Banks was about as proud as he was dapper, and with cause. His Negro recruits more than made up—in numbers at any rate, though it was true their combat value was untested—for the casualties he had suffered in the course of his profitable campaign up the Teche, and his present position at Alexandria gave him access to the entire Red River Valley, a region quite as rich as the one he had just traversed, and far more extensive. With elements already on the march for Natchitoches, fifty air-line miles upriver, and Taylor still fading back from contact, he saw more vistas opening out before him. He also realized, however, that they were unattainable just yet. “The decisive battle of the West must soon be fought near Vicksburg,” Kirby Smith was telling a subordinate even now. “The fate of the Trans-Mississippi Department depends on it, and Banks, by operating here, is thrown out of the campaign on the Mississippi.” The Massachusetts general agreed, although unwillingly, that he must first turn back east to resume his collaboration with Grant for the reduction of Vicksburg and Port Hudson. Then perhaps, with the Mississippi unshackled throughout its length, he would return up the Red to explore those new vistas stretching all the way to Texas. Grant meanwhile, having won the Battle of Port Gibson, crossed Bayou Pierre, and put his three divisions into jump-off positions for the advance on Jackson, was calling urgently for Banks to join him at once in front of Vicksburg; “But I must say, without qualifications,” the latter replied on May 12, “that the means at my disposal do not leave me a shadow of a chance to accomplish it.” Though he was “dying with a kind of vanishing hope to see [our] two armies acting together against the strong places of the enemy,” he had “neither water nor land transportation to make the movement by the river or by land. The utmost I can accomplish,” he told Grant, “is to cross for the purpose of operating with you against Port Hudson.”

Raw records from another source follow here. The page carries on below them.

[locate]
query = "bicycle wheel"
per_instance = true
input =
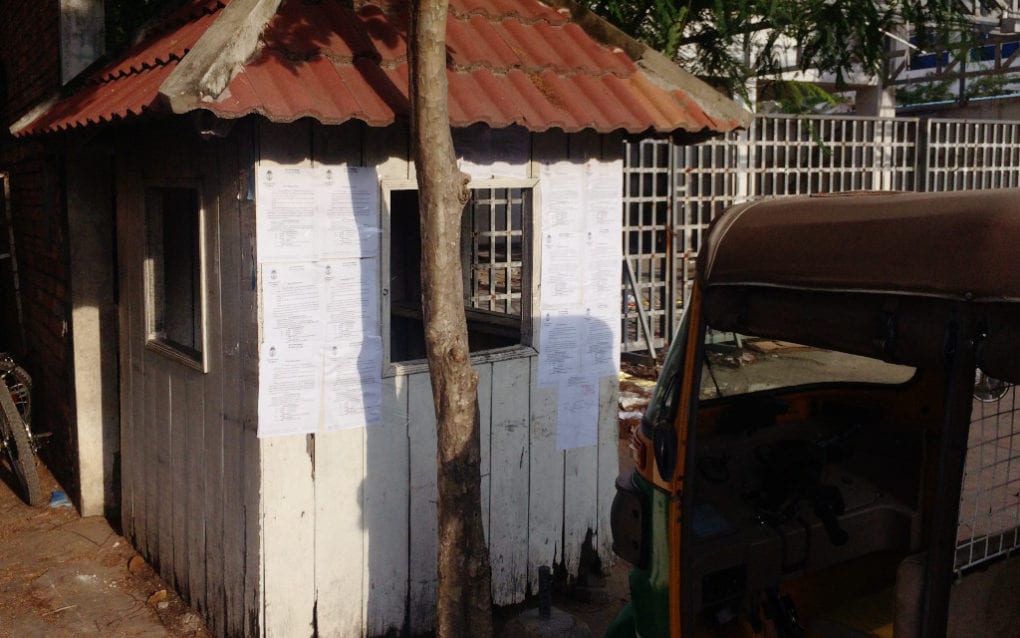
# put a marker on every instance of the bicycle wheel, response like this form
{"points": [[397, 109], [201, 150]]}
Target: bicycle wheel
{"points": [[18, 449]]}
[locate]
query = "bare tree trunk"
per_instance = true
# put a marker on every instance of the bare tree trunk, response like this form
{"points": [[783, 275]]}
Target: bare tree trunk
{"points": [[464, 600]]}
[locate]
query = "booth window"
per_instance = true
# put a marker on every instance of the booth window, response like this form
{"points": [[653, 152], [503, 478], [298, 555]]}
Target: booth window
{"points": [[495, 252], [173, 273]]}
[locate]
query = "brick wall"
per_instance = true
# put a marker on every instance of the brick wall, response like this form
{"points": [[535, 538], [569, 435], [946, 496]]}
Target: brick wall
{"points": [[30, 31], [30, 53]]}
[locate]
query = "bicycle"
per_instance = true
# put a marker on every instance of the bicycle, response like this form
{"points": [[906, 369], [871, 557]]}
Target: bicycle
{"points": [[16, 440]]}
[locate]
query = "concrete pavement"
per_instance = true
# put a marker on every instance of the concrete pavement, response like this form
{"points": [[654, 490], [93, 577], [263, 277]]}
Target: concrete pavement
{"points": [[61, 575]]}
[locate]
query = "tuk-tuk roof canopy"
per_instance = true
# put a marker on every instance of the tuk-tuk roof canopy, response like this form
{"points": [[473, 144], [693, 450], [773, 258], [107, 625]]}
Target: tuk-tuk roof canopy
{"points": [[951, 245]]}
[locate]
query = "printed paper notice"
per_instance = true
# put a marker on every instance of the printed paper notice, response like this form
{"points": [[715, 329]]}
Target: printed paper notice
{"points": [[351, 291], [577, 414], [292, 306], [288, 226], [348, 199], [290, 390], [560, 340], [354, 384], [562, 270], [562, 196]]}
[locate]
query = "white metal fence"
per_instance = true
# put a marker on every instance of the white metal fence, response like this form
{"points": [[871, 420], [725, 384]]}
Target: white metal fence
{"points": [[672, 193]]}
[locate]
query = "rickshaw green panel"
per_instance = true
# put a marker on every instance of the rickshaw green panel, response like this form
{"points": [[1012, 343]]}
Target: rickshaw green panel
{"points": [[648, 611]]}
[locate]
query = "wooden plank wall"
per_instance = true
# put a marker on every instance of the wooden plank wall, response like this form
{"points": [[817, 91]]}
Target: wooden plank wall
{"points": [[190, 471], [348, 543]]}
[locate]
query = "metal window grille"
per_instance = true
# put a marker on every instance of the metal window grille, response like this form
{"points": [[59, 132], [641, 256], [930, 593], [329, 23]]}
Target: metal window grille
{"points": [[495, 225], [988, 525], [648, 314], [971, 155]]}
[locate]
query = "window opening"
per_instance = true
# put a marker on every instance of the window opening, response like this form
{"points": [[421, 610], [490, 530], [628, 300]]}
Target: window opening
{"points": [[496, 264], [173, 273]]}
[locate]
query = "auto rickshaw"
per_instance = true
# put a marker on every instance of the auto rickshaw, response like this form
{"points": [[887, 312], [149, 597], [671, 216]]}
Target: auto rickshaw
{"points": [[801, 467]]}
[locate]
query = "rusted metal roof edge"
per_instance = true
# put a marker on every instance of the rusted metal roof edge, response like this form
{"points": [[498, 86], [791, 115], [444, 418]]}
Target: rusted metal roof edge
{"points": [[726, 113], [218, 54], [457, 124]]}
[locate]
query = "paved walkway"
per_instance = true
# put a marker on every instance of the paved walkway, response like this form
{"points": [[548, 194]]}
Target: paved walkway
{"points": [[61, 575]]}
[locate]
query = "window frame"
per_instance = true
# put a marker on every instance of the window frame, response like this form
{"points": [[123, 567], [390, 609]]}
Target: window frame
{"points": [[154, 342], [529, 276]]}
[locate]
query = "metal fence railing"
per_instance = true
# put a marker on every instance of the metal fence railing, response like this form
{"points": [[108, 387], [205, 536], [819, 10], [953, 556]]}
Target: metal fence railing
{"points": [[988, 525], [964, 154], [672, 193]]}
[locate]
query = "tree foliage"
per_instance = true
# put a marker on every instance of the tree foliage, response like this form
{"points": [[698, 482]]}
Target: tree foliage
{"points": [[124, 17], [730, 42]]}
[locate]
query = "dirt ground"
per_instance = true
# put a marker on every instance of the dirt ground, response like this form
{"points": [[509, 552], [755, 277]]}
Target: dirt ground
{"points": [[61, 575]]}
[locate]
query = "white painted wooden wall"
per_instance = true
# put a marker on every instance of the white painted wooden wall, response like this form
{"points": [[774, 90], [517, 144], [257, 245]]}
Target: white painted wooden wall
{"points": [[336, 531], [349, 518], [190, 459]]}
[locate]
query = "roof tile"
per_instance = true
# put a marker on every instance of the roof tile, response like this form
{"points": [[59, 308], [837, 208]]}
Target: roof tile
{"points": [[512, 61]]}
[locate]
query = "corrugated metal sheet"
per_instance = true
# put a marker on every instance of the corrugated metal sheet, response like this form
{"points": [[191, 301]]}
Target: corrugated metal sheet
{"points": [[130, 86], [511, 62]]}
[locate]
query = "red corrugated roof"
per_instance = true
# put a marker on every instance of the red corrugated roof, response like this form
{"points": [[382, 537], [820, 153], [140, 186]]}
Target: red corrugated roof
{"points": [[130, 86], [511, 62]]}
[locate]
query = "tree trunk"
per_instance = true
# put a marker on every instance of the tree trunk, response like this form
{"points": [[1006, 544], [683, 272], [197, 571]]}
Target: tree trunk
{"points": [[464, 599]]}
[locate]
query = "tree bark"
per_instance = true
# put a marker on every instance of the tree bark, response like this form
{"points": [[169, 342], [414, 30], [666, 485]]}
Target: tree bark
{"points": [[464, 599]]}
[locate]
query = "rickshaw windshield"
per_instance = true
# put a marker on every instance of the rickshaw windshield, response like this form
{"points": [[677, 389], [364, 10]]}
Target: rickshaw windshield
{"points": [[737, 363]]}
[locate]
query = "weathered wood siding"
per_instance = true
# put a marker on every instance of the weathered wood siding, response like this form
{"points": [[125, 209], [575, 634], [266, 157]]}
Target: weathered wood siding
{"points": [[190, 458], [348, 542]]}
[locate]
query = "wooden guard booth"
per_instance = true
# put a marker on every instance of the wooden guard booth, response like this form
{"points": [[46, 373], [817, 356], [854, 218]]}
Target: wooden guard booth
{"points": [[170, 154]]}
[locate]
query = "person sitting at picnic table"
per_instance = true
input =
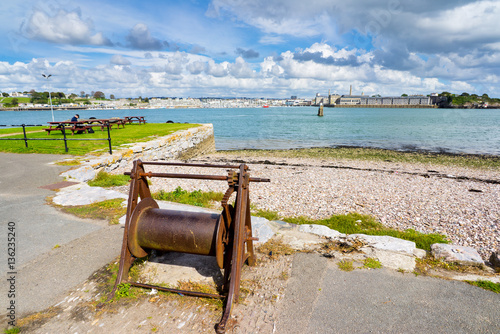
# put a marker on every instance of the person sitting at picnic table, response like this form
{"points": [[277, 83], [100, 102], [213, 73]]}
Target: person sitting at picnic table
{"points": [[75, 119]]}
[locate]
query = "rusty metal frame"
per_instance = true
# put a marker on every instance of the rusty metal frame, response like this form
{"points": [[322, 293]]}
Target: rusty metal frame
{"points": [[234, 230]]}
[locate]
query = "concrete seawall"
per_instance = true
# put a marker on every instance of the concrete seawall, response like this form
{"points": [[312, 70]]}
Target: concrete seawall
{"points": [[179, 145]]}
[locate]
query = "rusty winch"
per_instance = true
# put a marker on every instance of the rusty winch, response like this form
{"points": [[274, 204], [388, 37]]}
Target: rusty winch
{"points": [[227, 236]]}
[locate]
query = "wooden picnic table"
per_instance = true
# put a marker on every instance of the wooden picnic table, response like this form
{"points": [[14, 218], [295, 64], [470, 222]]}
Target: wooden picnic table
{"points": [[139, 119], [84, 125], [68, 125], [102, 122]]}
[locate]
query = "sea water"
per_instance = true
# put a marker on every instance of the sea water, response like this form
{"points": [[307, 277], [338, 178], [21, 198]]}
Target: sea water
{"points": [[475, 131]]}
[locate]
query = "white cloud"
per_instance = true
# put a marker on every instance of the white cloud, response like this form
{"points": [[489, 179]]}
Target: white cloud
{"points": [[62, 28], [140, 38], [119, 60]]}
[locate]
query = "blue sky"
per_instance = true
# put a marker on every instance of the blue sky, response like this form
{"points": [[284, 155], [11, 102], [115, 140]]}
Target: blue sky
{"points": [[259, 48]]}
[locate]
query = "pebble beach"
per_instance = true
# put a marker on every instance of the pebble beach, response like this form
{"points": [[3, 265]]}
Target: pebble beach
{"points": [[462, 203]]}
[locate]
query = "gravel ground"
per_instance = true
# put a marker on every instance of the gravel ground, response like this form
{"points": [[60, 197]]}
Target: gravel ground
{"points": [[462, 203]]}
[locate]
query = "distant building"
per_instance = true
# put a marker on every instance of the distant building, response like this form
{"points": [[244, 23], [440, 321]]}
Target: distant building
{"points": [[376, 101]]}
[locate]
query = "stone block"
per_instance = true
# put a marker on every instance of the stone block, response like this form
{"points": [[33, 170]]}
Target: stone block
{"points": [[390, 259], [495, 260], [387, 243], [456, 253], [320, 230]]}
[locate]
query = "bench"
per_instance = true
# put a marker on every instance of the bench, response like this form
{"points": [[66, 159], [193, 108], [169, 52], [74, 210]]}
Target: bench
{"points": [[70, 128]]}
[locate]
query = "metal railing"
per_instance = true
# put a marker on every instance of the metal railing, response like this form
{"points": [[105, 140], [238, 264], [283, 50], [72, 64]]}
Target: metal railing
{"points": [[25, 138]]}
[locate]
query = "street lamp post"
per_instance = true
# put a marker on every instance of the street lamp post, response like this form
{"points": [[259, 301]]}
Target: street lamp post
{"points": [[50, 98]]}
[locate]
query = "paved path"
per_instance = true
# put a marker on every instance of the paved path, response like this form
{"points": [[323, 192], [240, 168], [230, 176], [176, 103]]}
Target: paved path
{"points": [[320, 298], [45, 274]]}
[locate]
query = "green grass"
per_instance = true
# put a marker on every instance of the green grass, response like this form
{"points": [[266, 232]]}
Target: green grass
{"points": [[355, 223], [132, 133], [487, 285], [345, 265], [20, 130], [372, 263], [197, 197], [105, 180], [373, 154], [110, 210], [8, 100], [13, 330]]}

Once more having reached a decision he wasted no time. Two days later, ending a week’s occupation in the course of which he sent no less than 2000 spoils-laden wagons groaning south, he began his withdrawal from Alexandria. The march prescribed was via Simmesport for a crossing at Bayou Sara, a dozen miles above Port Hudson, but Banks himself did not accompany the three divisions on their overland trek; he went instead by boat, first down the Red, then down the Atchafalaya to Brashear City, where he caught a train for New Orleans. With him rode the fifty-two-year-old Emory, whose health had failed in the field and who had been succeeded by Brigadier General Halbert Paine, fifteen years his junior and the only non-West Pointer in Banks’s army with so
much rank—aside from Banks himself, of course—though he could claim the distinction of having shared a law office with Lincoln’s friend Carl Schurz before the war. In New Orleans, Banks gave Emory the task of defending the city with a stripped-down garrison left behind by Thomas Sherman, who was instructed to put most of his men aboard transports bound for Baton Rouge to join Augur for an advance on Port Hudson. As Banks planned it, the two divisions marching north from Baton Rouge would converge on the objective at the same time as the three marching south from Bayou Sara. For all the omnivorous reading he had done since his days as a bobbin boy in his home-state spinning mills, he may or may not have known that in thus intending to unite two widely divided columns on the field of battle he was attempting what Napoleon had called the most difficult maneuver in the book. If so, nonprofessional though he was, he showed no qualms beyond those normally involved in getting some 20,000 troops from one place—or in this case two places—to another. What was more, he brought it off. Advancing simultaneously north and south, the two bodies converged on schedule, May 25. Next day they completed their investment, and the following morning they launched an all-out assault on the 7000 rebels penned up inside Port Hudson.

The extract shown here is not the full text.